I am currently working on my dissertation project regarding media usage trends and would like to receive some clarification on panel data model that uses time-invariant independent variables and time-variant dependent outcome.
Firstly, summary "mean graph" of 24 months worth of data revealed that there is a general decline among customers in usage of TV. In other words, live TV is becoming less and less popular.
Now, my main interest using PLM regression in R is to find out which variables or variable categories drive that change. For instance, one would think that young adults during 24 months period drastically changed their behaviour because they are more keen in exploring and using new media technologies, such as, video-on-demand, whereas, perhaps, older generations are more in favour of continuing to use traditional media consumption channels, such as, live TV. Therefore, young adults should be strong predictors of changes in TV consumption when compared to elderly.
So far, I've run the following command to produce desired results:
library(plm)
tv_usage_trend <- plm(tv_volume ~ age_group + gender + control_variable + control_variable + control_variable, data = total, index =c("id", "date"), model = "between")
summary(tv_usage_trend)
It can be seen that I used "model = between" function in the PLM package due to my time-invariant predictors, which means that I cannot measure "within" effects and can only look at "between" effects among individuals. The snapshot of my results is as following:
Estimate Std. Error t-value Pr(>|t|)
(Intercept) 384.455 2498.529 0.1539 0.877711
AGE_BANDING65 - 74 479.638 157.961 3.0364 0.002396 **
AGE_BANDING55 - 64 -577.320 191.700 -3.0116 0.002601 **
AGE_BANDING45 - 54 -1487.911 197.152 -7.5470 4.574e-14 ***
AGE_BANDING35 - 44 -2332.972 211.404 -11.0356 < 2.2e-16 ***
AGE_BANDING25 - 34 -2466.860 229.941 -10.7282 < 2.2e-16 ***
AGE_BANDING18 - 24 -2193.473 307.055 -7.1436 9.291e-13 ***
My reference category in here was (Age_BANDING (75+). The results look as expected - young adults significantly differ from the oldest group (at least one * next to the category means significant relationship). However, when investigating the results closer and plotting best fit lines for each category over time I noticed that actually AGE_BANDING (75+) group also changed their behaviour - they are much less likely to watch TV as well.

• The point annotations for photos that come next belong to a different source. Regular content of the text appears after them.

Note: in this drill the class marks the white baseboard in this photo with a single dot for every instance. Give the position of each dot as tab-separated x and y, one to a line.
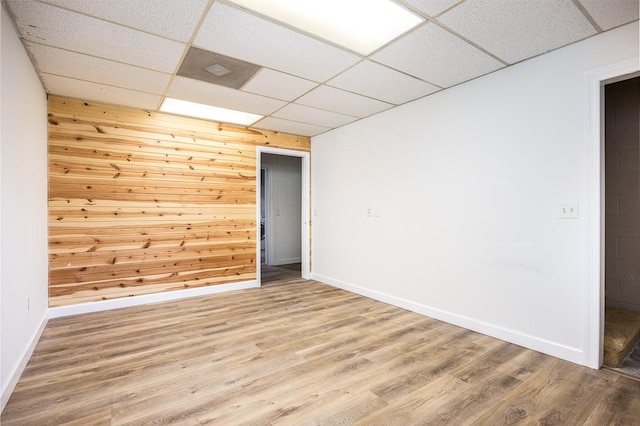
289	261
105	305
17	370
531	342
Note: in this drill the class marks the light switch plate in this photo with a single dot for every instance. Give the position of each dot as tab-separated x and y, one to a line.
568	211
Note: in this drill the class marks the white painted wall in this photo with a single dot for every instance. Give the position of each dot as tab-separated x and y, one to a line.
284	187
449	205
23	208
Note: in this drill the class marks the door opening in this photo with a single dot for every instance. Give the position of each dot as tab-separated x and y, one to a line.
621	350
283	224
594	205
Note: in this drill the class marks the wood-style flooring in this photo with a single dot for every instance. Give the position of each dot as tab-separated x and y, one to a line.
303	353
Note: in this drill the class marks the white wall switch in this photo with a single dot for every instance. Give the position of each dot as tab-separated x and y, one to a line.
568	211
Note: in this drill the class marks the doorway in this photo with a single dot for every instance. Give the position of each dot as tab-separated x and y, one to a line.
622	225
594	295
283	215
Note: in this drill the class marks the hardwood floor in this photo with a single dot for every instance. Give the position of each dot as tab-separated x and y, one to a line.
300	354
282	274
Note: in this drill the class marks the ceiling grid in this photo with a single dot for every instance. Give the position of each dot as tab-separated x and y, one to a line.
131	53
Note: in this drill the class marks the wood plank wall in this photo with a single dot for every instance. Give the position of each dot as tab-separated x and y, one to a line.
143	202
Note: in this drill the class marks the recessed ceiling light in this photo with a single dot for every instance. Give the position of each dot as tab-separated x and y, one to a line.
208	112
360	25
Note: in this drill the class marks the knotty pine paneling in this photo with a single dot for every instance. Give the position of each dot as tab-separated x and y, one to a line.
142	202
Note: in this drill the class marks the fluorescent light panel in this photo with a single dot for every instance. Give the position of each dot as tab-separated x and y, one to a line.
208	112
360	25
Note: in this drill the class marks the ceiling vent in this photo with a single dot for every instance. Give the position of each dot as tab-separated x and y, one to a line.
217	69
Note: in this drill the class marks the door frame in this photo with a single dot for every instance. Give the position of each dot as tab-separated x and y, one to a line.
305	243
595	81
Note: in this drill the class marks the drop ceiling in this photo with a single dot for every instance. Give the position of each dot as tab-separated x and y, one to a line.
130	53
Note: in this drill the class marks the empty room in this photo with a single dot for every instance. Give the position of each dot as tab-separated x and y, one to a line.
283	212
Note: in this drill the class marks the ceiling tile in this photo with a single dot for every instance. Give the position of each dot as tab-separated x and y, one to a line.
316	116
431	7
241	35
612	13
379	82
99	92
159	17
292	127
57	27
518	29
435	55
211	94
52	60
278	85
332	99
216	68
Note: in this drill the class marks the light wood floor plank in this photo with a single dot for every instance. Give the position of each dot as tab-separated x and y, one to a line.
298	352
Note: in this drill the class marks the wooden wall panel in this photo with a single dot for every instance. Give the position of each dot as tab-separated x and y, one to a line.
143	202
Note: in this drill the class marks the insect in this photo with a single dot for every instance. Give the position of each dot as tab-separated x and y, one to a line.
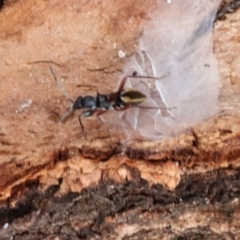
120	100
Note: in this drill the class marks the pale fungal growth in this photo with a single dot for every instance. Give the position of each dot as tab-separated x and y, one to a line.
176	44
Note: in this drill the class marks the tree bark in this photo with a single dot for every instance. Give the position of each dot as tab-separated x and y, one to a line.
55	184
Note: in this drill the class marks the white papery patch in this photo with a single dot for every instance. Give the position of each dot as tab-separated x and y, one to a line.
177	43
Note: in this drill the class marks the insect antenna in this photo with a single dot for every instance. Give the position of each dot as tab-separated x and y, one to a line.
70	110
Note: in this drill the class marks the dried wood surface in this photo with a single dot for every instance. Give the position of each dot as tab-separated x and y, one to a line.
57	185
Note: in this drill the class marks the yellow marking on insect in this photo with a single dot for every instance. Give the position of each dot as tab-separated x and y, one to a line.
131	96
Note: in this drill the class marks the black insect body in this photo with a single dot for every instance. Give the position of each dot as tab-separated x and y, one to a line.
120	100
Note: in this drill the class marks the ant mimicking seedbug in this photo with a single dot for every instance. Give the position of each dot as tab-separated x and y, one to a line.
120	100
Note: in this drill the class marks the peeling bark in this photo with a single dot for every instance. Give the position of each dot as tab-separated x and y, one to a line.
57	185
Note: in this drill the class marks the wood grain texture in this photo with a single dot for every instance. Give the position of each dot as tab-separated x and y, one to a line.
56	185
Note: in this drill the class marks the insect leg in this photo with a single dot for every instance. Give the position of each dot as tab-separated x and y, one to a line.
121	86
86	113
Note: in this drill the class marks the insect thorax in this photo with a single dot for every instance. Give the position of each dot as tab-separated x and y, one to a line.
130	96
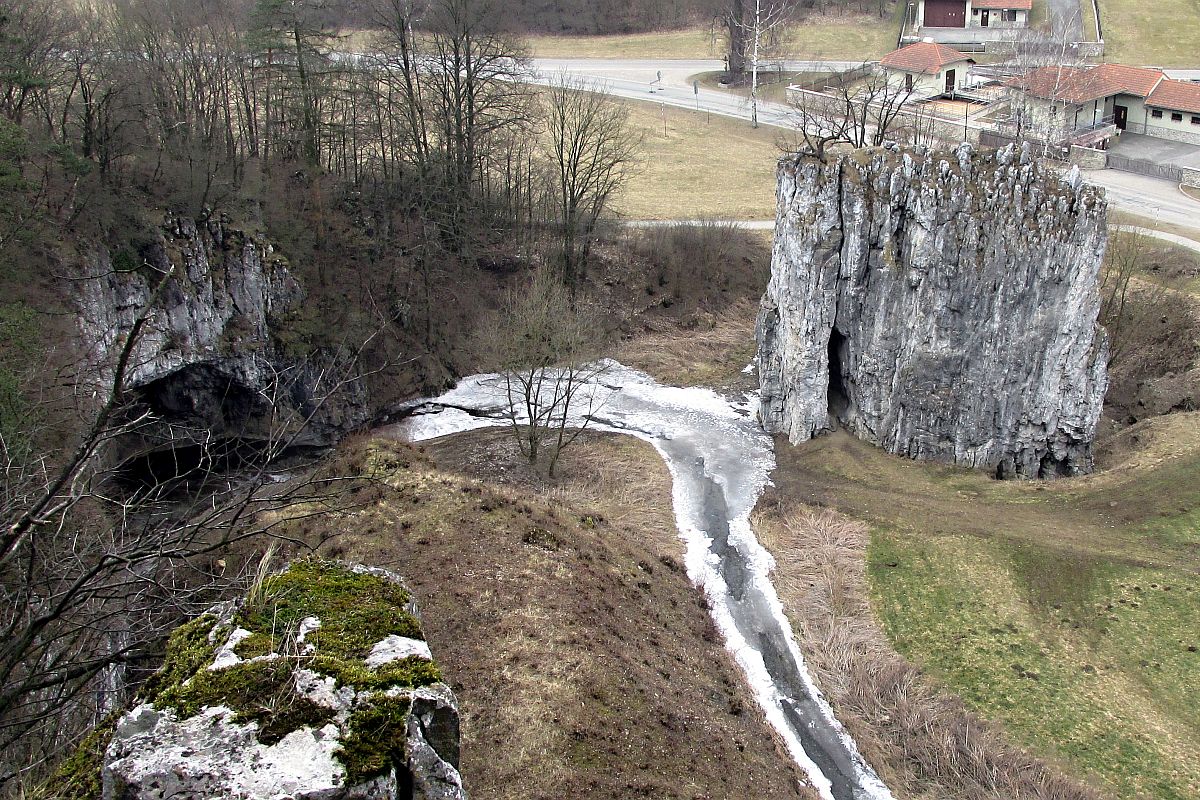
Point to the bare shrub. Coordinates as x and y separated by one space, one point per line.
703 264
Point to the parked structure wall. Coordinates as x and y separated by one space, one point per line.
961 13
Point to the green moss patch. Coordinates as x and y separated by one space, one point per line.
189 650
376 738
355 609
257 691
78 776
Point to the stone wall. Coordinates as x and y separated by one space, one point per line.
321 686
941 305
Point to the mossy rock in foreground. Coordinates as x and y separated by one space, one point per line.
318 684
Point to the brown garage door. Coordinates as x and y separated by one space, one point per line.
946 13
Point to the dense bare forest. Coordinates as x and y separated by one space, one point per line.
403 182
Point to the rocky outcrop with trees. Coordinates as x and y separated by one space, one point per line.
941 305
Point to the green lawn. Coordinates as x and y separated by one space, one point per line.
1065 611
1163 32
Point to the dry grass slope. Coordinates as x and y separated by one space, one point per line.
696 164
833 37
1158 34
924 743
585 660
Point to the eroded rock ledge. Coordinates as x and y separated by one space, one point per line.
940 305
318 686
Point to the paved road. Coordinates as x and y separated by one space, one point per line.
633 79
639 79
1147 197
720 459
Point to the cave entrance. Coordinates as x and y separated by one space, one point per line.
838 392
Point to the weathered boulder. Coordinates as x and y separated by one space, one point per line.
940 305
317 687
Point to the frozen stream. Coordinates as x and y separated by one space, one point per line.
720 459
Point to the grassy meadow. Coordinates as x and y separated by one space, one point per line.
697 164
1161 34
822 36
1066 612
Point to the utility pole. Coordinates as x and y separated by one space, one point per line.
754 64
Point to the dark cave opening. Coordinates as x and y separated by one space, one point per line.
838 392
185 467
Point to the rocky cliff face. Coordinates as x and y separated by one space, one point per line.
941 305
208 362
318 687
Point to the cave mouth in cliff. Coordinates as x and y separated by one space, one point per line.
187 467
838 394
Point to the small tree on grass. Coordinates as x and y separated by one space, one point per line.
592 151
545 343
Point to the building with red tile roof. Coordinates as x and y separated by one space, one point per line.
973 13
927 67
1059 100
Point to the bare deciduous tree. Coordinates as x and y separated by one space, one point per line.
592 150
546 342
858 113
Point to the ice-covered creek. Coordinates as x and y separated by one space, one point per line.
720 461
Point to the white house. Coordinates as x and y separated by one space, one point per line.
1063 102
927 68
973 13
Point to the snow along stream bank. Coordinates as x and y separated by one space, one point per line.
720 461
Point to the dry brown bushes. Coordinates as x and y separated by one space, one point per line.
924 743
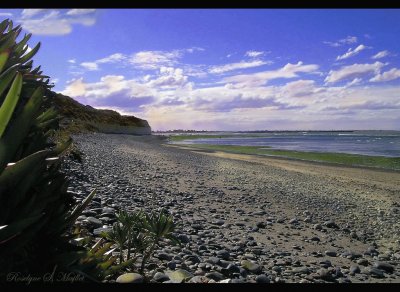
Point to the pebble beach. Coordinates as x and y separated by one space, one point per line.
243 218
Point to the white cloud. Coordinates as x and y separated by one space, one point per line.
235 66
6 14
353 71
91 66
52 22
254 54
346 41
151 60
380 55
27 13
386 76
351 53
260 78
80 11
355 81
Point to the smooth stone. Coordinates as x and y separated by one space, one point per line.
331 253
160 277
95 222
250 266
164 256
130 278
355 269
183 238
213 260
301 270
224 254
179 275
331 224
375 272
216 276
262 279
384 266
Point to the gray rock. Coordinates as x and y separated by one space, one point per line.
198 279
331 224
301 270
183 238
213 260
130 278
96 223
223 254
384 266
251 266
331 253
375 272
164 256
179 275
262 279
216 276
354 269
160 277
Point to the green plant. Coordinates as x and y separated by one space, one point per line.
36 211
141 233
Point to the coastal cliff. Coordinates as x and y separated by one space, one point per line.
77 117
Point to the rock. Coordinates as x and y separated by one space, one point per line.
179 275
96 223
250 266
164 256
213 260
130 278
224 254
331 224
354 269
262 279
183 238
315 238
301 270
199 279
171 265
216 276
375 272
331 253
384 266
160 277
318 227
363 262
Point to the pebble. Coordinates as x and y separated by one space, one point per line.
130 278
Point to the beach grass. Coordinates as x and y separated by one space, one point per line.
392 163
178 138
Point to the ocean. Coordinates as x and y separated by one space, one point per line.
373 143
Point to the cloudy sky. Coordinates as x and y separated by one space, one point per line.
226 69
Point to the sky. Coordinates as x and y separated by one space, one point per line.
226 69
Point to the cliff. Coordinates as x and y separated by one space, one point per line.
76 117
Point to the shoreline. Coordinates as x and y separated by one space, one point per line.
266 156
294 221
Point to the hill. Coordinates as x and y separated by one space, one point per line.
76 117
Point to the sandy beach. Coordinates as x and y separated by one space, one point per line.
294 221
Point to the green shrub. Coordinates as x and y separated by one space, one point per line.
36 211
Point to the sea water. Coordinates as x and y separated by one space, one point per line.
373 143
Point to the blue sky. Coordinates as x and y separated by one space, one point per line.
226 69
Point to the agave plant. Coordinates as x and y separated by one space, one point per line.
157 226
36 211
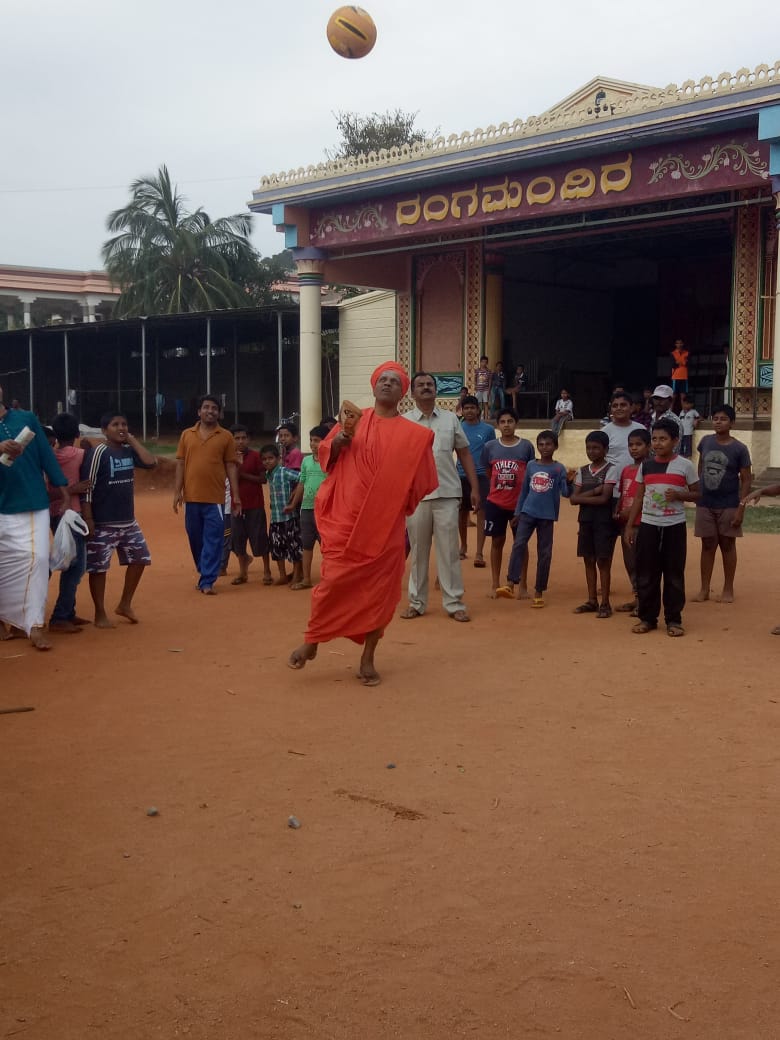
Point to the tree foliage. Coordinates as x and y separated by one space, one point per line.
361 134
167 260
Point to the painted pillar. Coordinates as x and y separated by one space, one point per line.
775 435
27 301
494 307
746 306
310 267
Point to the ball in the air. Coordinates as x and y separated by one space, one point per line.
352 32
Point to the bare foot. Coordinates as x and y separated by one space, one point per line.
39 640
368 676
63 626
299 657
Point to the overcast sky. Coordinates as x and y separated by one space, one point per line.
97 93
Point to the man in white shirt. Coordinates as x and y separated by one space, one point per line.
436 518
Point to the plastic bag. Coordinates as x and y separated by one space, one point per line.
63 546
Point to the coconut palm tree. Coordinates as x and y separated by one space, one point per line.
166 260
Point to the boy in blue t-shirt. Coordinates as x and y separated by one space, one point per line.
108 510
538 510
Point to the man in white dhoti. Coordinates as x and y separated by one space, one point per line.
24 524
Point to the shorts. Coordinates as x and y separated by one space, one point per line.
716 523
285 540
126 539
496 519
484 481
309 533
596 538
250 527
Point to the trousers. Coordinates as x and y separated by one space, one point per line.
204 523
525 527
660 556
435 521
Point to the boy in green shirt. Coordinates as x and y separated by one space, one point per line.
303 496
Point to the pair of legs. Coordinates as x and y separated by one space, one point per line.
309 538
716 529
204 523
435 521
24 575
286 546
709 547
63 618
366 672
598 572
465 513
660 556
518 567
133 554
133 574
250 531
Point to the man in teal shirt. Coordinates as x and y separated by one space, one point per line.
24 524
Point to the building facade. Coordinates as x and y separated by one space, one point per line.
579 243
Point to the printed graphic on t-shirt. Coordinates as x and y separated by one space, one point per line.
541 482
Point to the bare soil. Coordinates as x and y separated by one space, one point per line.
539 825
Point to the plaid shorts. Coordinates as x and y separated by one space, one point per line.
285 540
126 539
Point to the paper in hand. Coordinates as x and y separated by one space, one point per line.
349 417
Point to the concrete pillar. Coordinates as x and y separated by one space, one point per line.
27 300
494 307
310 267
775 435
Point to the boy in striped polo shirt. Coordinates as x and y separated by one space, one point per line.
665 484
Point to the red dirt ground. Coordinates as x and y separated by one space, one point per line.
578 838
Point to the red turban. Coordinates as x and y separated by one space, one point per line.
391 366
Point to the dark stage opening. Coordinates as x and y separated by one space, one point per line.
590 312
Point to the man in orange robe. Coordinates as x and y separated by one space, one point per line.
375 478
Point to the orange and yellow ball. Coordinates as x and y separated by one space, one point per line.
352 32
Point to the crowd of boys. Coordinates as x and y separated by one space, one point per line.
633 488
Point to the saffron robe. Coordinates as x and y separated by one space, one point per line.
374 484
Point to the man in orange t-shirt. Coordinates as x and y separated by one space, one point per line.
679 367
375 479
205 458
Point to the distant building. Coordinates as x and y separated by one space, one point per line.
36 296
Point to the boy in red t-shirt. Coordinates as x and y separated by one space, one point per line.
504 460
250 526
639 448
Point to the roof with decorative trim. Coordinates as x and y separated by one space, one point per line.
583 123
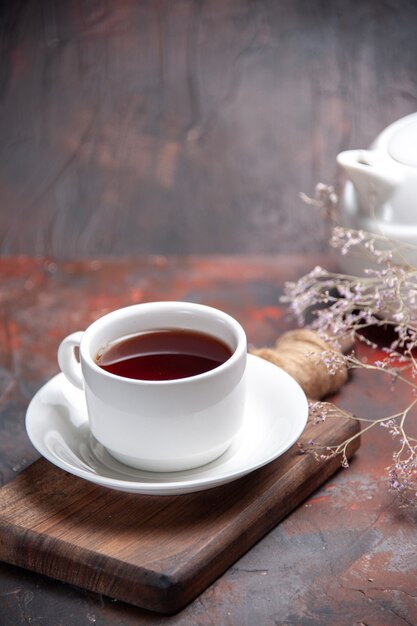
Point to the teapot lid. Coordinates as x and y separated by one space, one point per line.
402 146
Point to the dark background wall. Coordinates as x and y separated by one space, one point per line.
188 126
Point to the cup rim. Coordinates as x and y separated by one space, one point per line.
239 352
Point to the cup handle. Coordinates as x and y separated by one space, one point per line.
68 363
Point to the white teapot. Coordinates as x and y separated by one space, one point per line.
380 195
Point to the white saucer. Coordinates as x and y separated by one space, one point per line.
275 416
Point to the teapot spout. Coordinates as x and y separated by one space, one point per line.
374 177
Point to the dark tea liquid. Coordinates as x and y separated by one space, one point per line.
164 355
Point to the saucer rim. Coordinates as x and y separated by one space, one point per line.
182 486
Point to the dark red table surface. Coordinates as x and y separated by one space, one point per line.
345 556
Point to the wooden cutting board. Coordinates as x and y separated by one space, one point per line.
154 552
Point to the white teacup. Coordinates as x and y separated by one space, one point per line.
167 425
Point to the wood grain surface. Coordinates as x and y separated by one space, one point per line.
154 552
345 556
181 127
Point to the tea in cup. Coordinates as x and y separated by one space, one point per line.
164 382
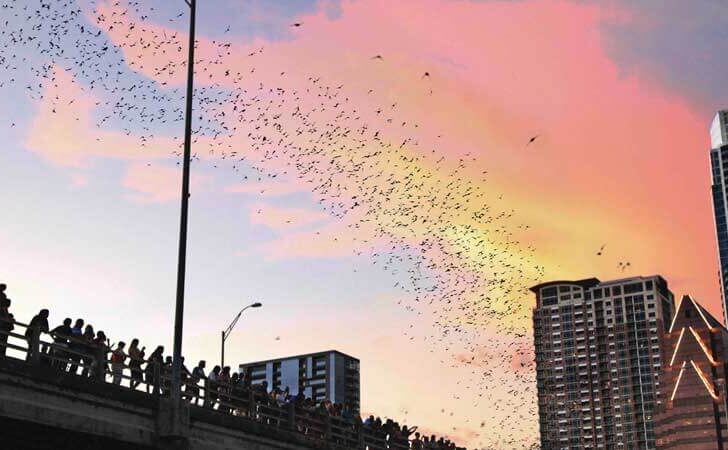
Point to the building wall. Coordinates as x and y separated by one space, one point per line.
599 350
328 375
719 175
693 415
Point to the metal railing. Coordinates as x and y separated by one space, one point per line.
81 358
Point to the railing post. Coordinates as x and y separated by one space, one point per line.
34 345
100 369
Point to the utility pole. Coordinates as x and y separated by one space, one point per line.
176 385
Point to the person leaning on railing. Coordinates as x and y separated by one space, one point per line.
117 363
153 369
60 335
198 374
6 320
38 324
136 359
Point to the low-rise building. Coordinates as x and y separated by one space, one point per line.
329 375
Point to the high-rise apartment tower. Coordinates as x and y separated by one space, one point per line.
599 349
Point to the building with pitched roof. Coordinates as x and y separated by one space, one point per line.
692 415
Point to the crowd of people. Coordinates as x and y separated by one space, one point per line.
80 350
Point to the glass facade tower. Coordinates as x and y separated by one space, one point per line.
719 176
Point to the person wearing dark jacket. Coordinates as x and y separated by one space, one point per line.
37 325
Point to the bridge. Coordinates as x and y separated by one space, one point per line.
45 405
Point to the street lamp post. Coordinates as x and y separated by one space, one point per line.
229 329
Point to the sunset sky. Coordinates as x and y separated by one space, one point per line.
619 93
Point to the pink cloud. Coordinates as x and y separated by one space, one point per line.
63 131
269 188
285 218
158 184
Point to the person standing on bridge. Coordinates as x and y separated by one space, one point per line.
37 325
75 345
6 320
60 335
117 363
136 359
153 369
198 374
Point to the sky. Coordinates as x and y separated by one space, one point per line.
620 95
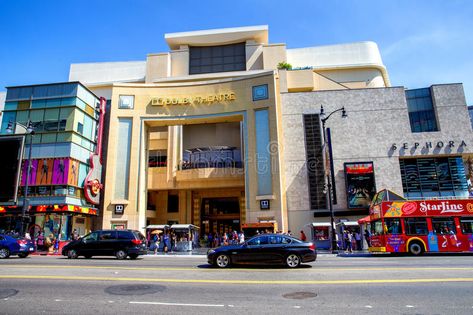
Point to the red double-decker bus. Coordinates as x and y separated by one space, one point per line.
417 226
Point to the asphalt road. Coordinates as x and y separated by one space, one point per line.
186 284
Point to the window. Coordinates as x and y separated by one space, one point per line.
125 235
260 240
416 226
126 102
91 237
108 235
466 225
157 158
433 177
393 226
444 226
421 110
80 128
314 158
173 203
377 228
260 92
217 58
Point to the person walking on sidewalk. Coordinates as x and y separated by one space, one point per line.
358 241
367 237
303 237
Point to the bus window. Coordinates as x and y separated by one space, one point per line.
376 228
466 225
416 226
393 226
443 225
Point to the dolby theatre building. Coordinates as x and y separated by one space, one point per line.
211 133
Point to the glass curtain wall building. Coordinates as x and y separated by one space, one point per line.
65 119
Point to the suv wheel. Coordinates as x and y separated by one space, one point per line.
72 254
120 254
4 253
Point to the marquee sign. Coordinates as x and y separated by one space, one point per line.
190 100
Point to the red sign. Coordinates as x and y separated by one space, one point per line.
449 207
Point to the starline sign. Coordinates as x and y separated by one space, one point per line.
427 207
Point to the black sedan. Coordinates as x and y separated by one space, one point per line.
264 249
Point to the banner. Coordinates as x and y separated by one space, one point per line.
360 184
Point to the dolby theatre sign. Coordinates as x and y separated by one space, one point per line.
191 100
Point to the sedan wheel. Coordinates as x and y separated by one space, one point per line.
121 254
293 261
4 253
222 261
72 254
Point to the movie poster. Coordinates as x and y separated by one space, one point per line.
361 186
61 171
73 173
44 172
32 178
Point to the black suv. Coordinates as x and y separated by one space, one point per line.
118 243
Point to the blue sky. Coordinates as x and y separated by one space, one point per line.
421 42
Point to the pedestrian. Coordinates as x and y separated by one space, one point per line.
303 237
75 235
349 242
166 242
367 237
242 237
40 241
358 240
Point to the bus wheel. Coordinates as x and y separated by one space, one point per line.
416 248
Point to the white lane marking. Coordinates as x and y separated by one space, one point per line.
178 304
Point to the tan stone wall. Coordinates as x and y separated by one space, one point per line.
146 116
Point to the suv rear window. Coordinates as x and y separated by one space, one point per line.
125 235
138 235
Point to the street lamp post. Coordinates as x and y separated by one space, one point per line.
29 130
327 171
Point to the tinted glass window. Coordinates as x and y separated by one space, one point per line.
107 235
421 110
125 235
416 226
443 225
274 239
91 237
138 235
433 177
260 240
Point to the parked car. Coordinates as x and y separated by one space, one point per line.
118 243
10 245
264 249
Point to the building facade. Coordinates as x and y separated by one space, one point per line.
220 131
64 117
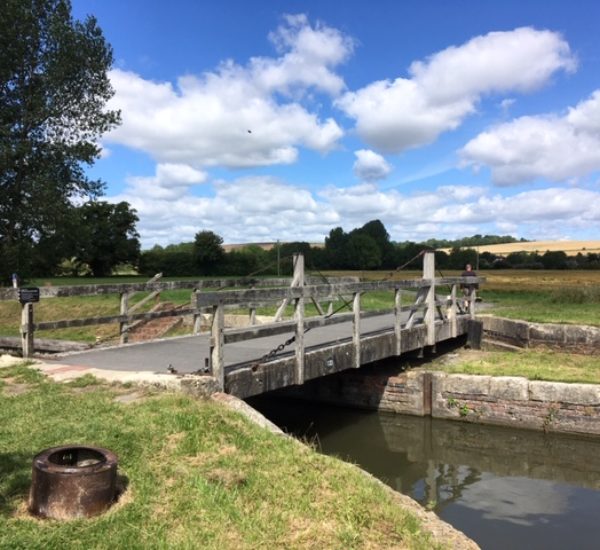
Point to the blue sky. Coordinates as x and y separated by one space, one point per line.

In other words, this means that there should be no significant difference between the reference category and some of the younger adults categories, but that is not the case. I believe the model does not account for over-time effect on the dependent variable and only compares overall tv_volume means across age groups, which of course then tells the story about which groups are more or less likely to watch TV in general rather than which groups are drivers of TV consumption change.
Any ideas on how I could solve this? I would really really appreciate any help.